Well I expect for most of the GPU vs. CPU comparisons made by NV, there was plenty of GPU tuning. I trust their marketing department to do a good job. Ditto for ATI if they were in that game.
>I think most of the people involved in GPU Cuda programming will agree that it
>is significantly HARDER to extract full potential from GPU code, although for 'suitable'
>codes the gains are even larger - this looks/feels like >one of these cases.... highly
>tuned CPU code versus basic GPU code.
I'm not really sure how true that is. If you look at some of the presentations out there, it's clear that even on Nehalem - which is one of the most well rounded CPUs out there, you can see a 25X improvement from tuning.
That's a pretty big factor.
How much variation is there once you've written an algorithm in CUDA?
NV marketing keeps on saying how CUDA makes programming much easier, yet it sounds like you are saying it really isn't good enough.
Also, what about ATI GPUs?
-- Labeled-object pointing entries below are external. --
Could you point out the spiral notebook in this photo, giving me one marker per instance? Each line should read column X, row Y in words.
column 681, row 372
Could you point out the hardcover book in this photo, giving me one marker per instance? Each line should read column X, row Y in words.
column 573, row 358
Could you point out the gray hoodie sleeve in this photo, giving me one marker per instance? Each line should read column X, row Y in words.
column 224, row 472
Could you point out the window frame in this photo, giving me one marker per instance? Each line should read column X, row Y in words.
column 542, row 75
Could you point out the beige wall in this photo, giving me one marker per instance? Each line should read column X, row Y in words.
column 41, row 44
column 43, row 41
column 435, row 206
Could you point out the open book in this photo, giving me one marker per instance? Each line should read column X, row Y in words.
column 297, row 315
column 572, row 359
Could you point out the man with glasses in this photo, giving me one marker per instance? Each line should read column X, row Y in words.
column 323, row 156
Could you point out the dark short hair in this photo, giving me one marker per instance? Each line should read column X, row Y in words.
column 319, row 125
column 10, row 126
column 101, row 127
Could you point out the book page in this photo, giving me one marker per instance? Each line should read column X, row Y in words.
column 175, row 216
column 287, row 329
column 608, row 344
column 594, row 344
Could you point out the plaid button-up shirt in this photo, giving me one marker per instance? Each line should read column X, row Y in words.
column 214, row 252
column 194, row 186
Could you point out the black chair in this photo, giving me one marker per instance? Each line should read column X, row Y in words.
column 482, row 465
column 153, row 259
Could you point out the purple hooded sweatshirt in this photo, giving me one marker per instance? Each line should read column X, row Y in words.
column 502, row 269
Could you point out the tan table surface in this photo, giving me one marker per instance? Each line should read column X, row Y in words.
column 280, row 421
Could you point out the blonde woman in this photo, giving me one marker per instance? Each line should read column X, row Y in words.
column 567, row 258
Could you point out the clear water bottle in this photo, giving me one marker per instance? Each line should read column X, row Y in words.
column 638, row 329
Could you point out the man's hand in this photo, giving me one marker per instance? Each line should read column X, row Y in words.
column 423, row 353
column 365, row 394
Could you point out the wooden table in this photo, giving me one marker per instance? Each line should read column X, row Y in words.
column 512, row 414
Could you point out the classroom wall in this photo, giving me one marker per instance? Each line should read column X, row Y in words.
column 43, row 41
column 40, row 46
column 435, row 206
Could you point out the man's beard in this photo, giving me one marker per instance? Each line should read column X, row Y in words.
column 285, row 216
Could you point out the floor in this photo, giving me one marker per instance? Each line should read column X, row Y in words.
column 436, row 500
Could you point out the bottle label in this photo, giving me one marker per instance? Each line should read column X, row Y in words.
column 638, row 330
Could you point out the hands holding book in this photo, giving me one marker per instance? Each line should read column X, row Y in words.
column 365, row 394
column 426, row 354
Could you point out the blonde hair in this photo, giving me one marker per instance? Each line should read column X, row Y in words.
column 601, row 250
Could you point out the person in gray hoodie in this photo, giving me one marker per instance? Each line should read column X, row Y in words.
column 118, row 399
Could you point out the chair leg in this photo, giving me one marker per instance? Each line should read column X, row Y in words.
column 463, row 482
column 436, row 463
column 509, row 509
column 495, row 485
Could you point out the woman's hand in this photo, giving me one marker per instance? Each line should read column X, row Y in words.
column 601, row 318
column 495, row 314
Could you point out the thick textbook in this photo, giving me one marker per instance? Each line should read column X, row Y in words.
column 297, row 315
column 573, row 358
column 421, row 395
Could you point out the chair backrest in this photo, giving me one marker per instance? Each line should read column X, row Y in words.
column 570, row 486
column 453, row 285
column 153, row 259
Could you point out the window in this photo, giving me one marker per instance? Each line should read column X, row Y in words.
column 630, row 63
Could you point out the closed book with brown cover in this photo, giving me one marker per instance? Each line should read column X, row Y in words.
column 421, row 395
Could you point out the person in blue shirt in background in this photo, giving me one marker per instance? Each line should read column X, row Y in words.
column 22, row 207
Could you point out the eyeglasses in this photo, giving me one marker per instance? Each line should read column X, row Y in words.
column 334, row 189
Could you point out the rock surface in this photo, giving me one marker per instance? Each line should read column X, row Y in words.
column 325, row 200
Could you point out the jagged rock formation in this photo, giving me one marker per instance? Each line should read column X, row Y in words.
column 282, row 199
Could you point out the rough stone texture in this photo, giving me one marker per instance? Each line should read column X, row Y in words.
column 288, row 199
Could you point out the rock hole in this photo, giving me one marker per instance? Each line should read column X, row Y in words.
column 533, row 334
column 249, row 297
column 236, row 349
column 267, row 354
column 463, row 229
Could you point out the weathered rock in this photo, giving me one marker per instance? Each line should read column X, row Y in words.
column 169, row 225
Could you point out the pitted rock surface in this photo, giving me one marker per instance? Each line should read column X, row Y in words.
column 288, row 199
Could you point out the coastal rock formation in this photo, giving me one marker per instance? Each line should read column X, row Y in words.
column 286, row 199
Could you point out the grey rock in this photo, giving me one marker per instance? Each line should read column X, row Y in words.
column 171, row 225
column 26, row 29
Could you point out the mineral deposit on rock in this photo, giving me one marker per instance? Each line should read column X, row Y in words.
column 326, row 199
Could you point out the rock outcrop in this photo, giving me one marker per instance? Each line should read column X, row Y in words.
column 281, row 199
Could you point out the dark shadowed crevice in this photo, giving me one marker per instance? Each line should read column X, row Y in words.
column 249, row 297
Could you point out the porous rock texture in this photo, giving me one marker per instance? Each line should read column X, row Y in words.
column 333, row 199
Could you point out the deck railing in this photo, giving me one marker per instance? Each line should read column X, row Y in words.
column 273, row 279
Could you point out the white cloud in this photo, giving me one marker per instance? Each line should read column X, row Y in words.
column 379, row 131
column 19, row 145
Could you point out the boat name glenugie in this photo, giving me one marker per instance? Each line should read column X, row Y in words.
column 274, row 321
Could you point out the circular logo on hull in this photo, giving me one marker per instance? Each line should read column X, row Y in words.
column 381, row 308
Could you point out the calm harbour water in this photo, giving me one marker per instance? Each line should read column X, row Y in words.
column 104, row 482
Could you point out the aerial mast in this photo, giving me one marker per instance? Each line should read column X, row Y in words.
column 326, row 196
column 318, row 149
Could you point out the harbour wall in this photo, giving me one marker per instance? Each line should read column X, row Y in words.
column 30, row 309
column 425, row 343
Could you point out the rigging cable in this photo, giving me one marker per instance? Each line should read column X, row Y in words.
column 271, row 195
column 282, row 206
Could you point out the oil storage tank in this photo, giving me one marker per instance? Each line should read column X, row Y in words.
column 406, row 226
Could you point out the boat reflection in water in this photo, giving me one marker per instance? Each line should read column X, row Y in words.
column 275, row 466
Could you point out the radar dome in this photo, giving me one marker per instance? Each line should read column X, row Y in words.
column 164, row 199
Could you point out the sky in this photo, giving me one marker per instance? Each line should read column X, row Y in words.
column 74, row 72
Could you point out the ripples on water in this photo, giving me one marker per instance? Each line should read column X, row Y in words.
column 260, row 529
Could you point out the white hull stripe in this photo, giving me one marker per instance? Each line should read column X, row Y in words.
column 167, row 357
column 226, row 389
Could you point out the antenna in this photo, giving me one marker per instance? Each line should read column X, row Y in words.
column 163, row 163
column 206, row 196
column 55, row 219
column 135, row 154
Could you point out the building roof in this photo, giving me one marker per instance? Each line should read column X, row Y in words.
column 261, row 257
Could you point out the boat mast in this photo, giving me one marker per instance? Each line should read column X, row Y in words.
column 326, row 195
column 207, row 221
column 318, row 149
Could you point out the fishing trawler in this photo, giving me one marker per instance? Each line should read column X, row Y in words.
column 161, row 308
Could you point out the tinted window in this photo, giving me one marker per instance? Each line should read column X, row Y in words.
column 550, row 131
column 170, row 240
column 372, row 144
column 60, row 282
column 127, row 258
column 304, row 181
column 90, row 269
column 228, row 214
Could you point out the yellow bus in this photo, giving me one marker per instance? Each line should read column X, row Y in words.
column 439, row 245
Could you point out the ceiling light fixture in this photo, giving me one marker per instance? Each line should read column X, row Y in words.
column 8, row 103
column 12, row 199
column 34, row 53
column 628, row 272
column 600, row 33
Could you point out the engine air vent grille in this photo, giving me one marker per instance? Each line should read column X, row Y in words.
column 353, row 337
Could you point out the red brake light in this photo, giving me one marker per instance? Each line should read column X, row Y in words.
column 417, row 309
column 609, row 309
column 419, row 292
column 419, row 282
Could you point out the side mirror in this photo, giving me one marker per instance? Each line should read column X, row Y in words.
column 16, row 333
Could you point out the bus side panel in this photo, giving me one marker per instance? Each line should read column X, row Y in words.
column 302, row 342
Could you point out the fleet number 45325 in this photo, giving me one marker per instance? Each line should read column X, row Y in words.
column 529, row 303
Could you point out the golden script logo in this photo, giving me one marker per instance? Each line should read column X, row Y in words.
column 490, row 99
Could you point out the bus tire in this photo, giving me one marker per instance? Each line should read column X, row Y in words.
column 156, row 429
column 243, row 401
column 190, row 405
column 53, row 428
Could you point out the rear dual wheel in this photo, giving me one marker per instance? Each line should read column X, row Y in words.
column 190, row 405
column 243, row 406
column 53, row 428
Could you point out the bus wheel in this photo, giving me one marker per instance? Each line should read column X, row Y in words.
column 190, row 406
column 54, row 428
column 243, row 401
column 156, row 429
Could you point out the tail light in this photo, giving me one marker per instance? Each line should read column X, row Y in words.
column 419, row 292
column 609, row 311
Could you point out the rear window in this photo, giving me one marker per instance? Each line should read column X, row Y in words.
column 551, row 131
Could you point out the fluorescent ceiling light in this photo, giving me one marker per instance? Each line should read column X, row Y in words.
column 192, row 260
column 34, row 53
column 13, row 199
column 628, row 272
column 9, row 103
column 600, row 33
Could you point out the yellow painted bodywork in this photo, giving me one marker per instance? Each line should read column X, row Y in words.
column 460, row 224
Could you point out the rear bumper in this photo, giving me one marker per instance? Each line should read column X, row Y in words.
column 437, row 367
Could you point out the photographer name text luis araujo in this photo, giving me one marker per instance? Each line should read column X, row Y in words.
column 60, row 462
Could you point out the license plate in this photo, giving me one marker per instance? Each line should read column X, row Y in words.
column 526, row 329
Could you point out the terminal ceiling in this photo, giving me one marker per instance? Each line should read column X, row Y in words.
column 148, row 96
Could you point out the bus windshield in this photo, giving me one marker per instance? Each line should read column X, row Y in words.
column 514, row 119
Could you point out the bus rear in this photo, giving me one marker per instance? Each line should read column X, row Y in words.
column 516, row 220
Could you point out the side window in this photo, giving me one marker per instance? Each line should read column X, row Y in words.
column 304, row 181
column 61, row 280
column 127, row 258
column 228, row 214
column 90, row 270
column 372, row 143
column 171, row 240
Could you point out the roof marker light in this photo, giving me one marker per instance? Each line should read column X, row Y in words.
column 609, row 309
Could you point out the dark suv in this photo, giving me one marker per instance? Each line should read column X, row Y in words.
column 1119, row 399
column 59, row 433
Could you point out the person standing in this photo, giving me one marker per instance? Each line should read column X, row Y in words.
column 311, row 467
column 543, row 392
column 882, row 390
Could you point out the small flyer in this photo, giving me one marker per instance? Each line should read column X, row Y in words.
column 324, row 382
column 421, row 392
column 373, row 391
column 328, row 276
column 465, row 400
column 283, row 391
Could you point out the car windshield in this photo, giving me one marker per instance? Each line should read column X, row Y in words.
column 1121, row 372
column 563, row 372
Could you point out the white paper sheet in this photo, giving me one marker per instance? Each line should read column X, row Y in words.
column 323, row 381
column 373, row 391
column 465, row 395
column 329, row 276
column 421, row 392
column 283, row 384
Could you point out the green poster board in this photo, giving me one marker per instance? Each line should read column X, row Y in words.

I expect a lot more variability there.
>It is also interesting (and the full information is not presented) that in the
>second group of cases, we seems to be comparing DP codes on Tesla C1060, rather than the most certanly current 2070.
>Now, a C1060 has around an 8:1 SP:DP ratio. The 2060 closer to 2:1, and nearly
>7 TIMES the peak DP with a single GPU than the 1060... I do not doubt that the Nehalem
>system is not the fastest current either, however I doubt a system 7 times faster could be found.
>Secondly in this case, the codes being looked at are, as NVidia appears to have
>pointed out, not really prime targets of their systems >anyway (any yet their OLD systems do pretty well).
>
>Now, this could be seen as valid 'limits' of GPUs.
>1 - Older implementations (and some current) are not great >at DP.
>2 - GPUs are very optimisation sensitive (tools are quite new, and they are not that flexible compute devices)
>3 - GPUs performance varies strongly, not all target >applications are suitable.
I think the overall moral of the story is that if you see a performance gap of >4-5X between a CPU and GPU, you should look closely at the code (and the hardware too). GPUs are fast on the right problems, but they should not be 10X faster. Especially on bandwidth bound problems where the gap narrows considerably.
David
---------------------------
>David Kanter (dkanter@realworldtech.com) on 7/27/10 wrote:
>---------------------------
>>Today is shaping up to be an excellent day for a number of reasons:
>>
>>We have an excellent new contributor, Tarek Chammah. Tarek is a graduate student
>>at the University of Waterloo who specializes in software approaches to parallelization,
>>including run-times, languages, APIs, etc.
>>
>>I recently had the opportunity to go to lunch with Tarek and we had an excellent
>>time and I learned quite a lot about the trends on the software side of the equation.
>>One of the points that Tarek emphatically made is that with the emergence of parallel
>>processing, the software is becoming equally important as the hardware. Times are
>>a changing, and it's not just about your good old compiler getting code into shape
>>for the hardware; software is truly an essential part of the glue that binds together
>>the system, and I hope to be able to discuss software more in the future at RWT.
>>
>>Second, Tarek has provided us with an excellent article covering some of the highlights
>>of the HotPar 2010 workshop. Hot Par was held in Berkeley this year, and included
>>a fair number of papers - but almost all of them were software focused. This is
>>a nice change of pace from our usual coverage of ISSCC, Hot Chips or IEDM:
>>
>>http://www.realworldtech.com/page.cfm?ArticleID=RWT072610001641
>>
>>Please join me in thanking Tarek for his contribution, and I look forward to some lively discussions.
>>
>>
>>David
>
>I would most certainly agree that more input on this subject is most welcome.
>
>I have two discussion questions for the section "The Limits of GPUs"
>
>Firstly, a lot of this content seem to run along the lines of 'untuned Intel xxx
>code was a lot slower than the GPU, but then we spent a lot of time rewriting/tuning
>the CPu code, and it got faster!' however no mention seems >to be made of similar tuning efforts in GPU code.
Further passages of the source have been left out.